On the bottom right is the new collection from Garrett Stack, Yeoman’s Work. I first heard of Stack when we published a few of his poems in an issue of The 3288 Review. This is an excellent collection, and well worth seeking out.

In reading news, I have so far read 18 poetry books and chapbooks, and am keeping a running tally of the list up on Instagram and Twitter. I haven’t taken a deep dive into poetry like this since the late 1990s, unless you count the thousands a year I read as editor of The 3288 Review, which is not really the same thing. The Sealey Challenge has been a wonderful experience and with 13 more books to read my mind will be in a wonderful place when NaNoWriMo starts on November 1.

I just finished reading For Exposure, Jason Sizemore’s brilliant history of Apex Publications, with contributions by half a dozen or so of the editors and other contributors, employees and supporters of his wonderful company. I picked up For Exposure at ConFusion back in, I think, 2015, when I managed to spend a few minutes talking to Sizemore about the trials and tribulations of running a small independent publishing company. He is a Righteous Dude, as the kids say these days, and I offer all the kudoes to him and his team for the work they do in the literary world.

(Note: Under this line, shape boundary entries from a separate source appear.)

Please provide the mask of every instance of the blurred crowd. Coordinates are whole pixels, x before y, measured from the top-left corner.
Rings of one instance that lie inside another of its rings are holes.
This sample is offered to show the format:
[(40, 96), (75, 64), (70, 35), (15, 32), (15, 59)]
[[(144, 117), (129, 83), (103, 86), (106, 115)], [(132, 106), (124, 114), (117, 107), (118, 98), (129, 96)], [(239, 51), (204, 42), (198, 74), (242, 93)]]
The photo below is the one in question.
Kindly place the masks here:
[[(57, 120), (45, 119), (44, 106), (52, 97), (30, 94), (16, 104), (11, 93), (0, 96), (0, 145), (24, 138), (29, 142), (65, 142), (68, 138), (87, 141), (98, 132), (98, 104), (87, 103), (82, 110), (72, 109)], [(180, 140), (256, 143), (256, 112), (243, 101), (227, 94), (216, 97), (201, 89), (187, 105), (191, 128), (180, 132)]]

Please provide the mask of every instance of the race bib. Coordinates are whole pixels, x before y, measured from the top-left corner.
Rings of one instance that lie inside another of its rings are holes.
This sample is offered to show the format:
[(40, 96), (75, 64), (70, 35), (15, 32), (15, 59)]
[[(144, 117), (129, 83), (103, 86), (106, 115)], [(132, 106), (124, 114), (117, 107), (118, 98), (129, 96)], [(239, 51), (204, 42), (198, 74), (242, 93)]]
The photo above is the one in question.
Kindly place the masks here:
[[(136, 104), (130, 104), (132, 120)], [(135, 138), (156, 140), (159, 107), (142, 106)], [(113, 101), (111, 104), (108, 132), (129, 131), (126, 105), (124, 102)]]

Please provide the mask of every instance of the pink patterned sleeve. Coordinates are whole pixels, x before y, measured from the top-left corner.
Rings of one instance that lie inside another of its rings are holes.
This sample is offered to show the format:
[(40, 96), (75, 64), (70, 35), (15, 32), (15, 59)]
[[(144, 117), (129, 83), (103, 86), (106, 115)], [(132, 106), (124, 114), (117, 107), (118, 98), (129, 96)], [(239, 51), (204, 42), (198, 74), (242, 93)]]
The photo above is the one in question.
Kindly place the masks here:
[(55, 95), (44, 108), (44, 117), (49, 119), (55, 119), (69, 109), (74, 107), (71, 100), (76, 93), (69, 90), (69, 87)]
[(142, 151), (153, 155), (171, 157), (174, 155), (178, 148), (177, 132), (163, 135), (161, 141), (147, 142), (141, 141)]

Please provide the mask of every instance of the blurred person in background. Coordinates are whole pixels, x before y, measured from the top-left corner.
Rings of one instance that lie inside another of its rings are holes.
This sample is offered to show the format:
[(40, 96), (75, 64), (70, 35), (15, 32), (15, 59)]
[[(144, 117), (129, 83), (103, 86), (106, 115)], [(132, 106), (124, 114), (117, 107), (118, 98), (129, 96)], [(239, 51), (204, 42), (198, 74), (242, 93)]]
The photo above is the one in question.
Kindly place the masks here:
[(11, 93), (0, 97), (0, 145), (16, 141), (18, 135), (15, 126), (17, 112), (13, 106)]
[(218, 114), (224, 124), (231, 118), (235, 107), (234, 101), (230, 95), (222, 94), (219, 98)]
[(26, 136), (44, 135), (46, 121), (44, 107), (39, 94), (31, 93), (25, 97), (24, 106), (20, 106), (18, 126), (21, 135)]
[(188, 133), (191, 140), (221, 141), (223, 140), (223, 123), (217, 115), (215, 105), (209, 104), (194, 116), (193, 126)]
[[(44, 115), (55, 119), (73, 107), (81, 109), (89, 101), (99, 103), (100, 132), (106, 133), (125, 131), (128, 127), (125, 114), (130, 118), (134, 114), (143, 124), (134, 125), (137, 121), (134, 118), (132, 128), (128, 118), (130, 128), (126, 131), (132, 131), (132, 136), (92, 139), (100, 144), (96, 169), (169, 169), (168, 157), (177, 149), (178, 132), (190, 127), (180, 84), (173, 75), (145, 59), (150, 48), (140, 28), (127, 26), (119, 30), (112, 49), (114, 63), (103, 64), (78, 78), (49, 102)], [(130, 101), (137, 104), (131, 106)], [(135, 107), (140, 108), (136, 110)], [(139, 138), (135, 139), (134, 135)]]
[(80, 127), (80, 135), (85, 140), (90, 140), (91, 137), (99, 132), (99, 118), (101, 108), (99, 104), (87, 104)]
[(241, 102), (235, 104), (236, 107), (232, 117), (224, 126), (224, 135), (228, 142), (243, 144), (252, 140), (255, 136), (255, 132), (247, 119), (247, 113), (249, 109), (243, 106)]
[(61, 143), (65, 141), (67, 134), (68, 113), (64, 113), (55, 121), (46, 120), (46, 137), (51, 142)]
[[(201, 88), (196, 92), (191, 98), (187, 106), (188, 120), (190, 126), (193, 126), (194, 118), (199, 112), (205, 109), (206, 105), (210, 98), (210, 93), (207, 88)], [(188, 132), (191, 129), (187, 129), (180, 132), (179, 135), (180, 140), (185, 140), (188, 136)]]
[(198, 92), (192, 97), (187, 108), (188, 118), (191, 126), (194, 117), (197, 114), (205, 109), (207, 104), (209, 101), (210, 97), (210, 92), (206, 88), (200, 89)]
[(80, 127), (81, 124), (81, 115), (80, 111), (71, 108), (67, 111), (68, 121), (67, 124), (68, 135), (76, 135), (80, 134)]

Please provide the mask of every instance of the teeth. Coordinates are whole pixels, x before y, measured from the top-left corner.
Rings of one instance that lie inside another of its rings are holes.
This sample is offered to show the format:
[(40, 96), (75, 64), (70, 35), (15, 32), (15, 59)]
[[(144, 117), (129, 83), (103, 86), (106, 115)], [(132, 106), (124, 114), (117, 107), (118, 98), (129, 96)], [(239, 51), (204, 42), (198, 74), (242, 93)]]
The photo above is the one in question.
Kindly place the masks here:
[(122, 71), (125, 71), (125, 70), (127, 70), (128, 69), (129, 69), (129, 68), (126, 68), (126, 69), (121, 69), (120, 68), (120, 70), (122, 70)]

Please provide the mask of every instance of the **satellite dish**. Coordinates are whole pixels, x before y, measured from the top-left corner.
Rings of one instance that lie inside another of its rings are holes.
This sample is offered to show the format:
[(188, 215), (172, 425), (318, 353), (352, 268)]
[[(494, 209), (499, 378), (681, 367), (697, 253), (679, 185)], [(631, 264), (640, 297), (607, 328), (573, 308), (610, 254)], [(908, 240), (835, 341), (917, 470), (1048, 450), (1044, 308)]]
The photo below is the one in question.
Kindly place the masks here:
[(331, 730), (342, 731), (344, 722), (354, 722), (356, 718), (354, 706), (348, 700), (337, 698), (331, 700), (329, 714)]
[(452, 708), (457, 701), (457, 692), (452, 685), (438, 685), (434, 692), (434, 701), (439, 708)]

Writing hasn’t been going as well as reading, though I managed to put down a couple hundred more words in the book as I try to work through this one lynchpin chapter and scene, from which the rest of the book will flow, which tells me I may need to just mash my fact against the keyboard until something clicks and I can move ahead. The goal is still to complete a first draft this year, and with luck even complete the draft during NaNoWriMo, though I am having more and more concrete thoughts about a series of short stories which might eventually become chapters in a new book. All I know is that I will spend a lot of time writing in November 2020, assuming the slings and arrows of the mundane world allow me the mental space and emotional clarity to do so.